Tuesday, 22 April 2014

Capitaland

OCBC on 15 Apr 2014

CapitaLand (CAPL) announced that it will make a voluntary conditional cash offer of S$2.22 per share for CapitaMalls Asia (CMA), with the intention to delist the company. We see this delisting as a rational move representing low hanging fruit for earnings and ROE growth. This deal allows CAPL management to deploy significant capital (S$3.06b) to already well-understood assets in CMA, and accrete to earnings and ROE meaningfully – the latter now a key strategic focus for management. We believe that the offer of S$2.22 per CMA share, priced at a 21% premium to book and a reasonable 8% discount to RNAV, will be fairly attractive to CMA shareholders. Our base case scenario is that the delisting of CMA will succeed. Our fair value estimate for CMA is S$2.40 per share and CAPL’s offer at S$2.22 is value accretive. After updating our model for latest assumptions and reducing the RNAV discount to 25%, from 30% previously, our fair value estimate for CAPL is raised to S$3.79 per share from S$3.50 previously. Maintain BUY.

Offer to delist CMA at S$2.22 per share
CapitaLand (CAPL) announced that it will make a voluntary conditional cash offer of S$2.22 per share for all remaining shares of CapitaMalls Asia (CMA) that it does not already hold. Note that CAPL currently owns 65.3% of CMA and would require another 24.7% acceptances to cross the 90% threshold for the offer to be declared unconditional. In that event, CAPL has stated that it intends to compulsorily acquire all shares not acquired under the offer and delist CMA. The offer is expected to cost approximately S$3.06b in cash. 

Low-hanging fruit: earnings and ROE accretive deal
In our view, this delisting is a rational move which represents low hanging fruit for earnings and ROE growth. This deal allows CAPL management to deploy significant capital to already well-understood assets in CMA, and accrete to earnings and ROE meaningfully – the latter is now a key strategic focus for management. The group has sufficient balance sheet strength for this deal (net gearing will increase by ~20 ppt to a manageable 59%), and on a post-transaction pro-forma basis, CAPL’s FY13 EPS would have increased from S$0.20 to S$0.24 and ROE from 5.4% to 6.7%. In addition, the privatization of CMA will simplify CAPL’s organizational structure and enable more flexible capital allocation across business segments, therefore enhancing its capabilities in integrated developments.

Maintain BUY – FV raised to S$3.79
We believe that the offer of S$2.22 per CMA share, priced at a 21% premium to book and a reasonable 8% discount to RNAV, will be fairly attractive to CMA shareholders.
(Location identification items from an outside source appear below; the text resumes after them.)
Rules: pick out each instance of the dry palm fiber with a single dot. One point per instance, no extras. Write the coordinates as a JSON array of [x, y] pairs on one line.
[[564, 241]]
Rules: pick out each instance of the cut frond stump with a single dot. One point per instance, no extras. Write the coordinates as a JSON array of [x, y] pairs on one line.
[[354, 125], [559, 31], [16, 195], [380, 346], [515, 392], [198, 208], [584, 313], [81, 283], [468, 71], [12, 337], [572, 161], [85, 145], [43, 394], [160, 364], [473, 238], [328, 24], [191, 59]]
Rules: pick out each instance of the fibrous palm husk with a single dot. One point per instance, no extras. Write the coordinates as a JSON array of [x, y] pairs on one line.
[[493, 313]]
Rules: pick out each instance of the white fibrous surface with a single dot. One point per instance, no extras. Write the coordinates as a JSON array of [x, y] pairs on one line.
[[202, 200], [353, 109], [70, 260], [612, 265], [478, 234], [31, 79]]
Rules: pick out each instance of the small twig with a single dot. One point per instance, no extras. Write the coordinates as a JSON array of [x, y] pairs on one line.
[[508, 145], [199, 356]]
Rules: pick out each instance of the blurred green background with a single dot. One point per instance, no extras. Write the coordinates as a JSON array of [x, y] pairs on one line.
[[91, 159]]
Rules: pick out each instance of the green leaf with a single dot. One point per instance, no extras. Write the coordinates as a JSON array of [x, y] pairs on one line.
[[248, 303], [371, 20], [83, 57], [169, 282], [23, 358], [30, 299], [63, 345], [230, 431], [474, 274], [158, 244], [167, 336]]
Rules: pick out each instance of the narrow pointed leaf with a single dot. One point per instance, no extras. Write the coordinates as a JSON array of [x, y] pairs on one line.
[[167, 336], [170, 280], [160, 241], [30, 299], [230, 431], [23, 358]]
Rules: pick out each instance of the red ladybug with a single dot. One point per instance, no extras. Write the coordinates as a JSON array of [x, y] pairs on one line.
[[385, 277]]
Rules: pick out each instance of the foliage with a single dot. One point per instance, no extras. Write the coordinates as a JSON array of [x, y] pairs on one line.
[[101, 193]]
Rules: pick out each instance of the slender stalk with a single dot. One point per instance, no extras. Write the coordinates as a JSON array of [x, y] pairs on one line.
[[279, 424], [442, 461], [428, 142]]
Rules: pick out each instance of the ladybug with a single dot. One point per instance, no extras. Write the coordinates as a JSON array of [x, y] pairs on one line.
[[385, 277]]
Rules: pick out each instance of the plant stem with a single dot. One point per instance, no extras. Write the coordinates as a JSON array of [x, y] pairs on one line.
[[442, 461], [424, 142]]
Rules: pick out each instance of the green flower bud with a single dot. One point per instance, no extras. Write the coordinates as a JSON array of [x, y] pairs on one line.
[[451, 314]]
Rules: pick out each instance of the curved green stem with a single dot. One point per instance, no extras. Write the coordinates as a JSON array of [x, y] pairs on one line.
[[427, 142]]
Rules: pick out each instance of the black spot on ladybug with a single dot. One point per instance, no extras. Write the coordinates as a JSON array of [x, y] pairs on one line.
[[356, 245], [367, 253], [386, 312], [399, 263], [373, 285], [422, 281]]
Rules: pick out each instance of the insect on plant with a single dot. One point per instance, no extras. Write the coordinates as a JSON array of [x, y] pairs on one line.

Our base case scenario is that the delisting of CMA will succeed. Our fair value estimate for CMA is S$2.40 per share, and hence CAPL’s offer at S$2.22 will be value accretive. After updating our model for latest assumptions and reducing the RNAV discount to 25%, from 30% previously, our fair value estimate for CAPL is raised to S$3.79 per share from S$3.50 previously.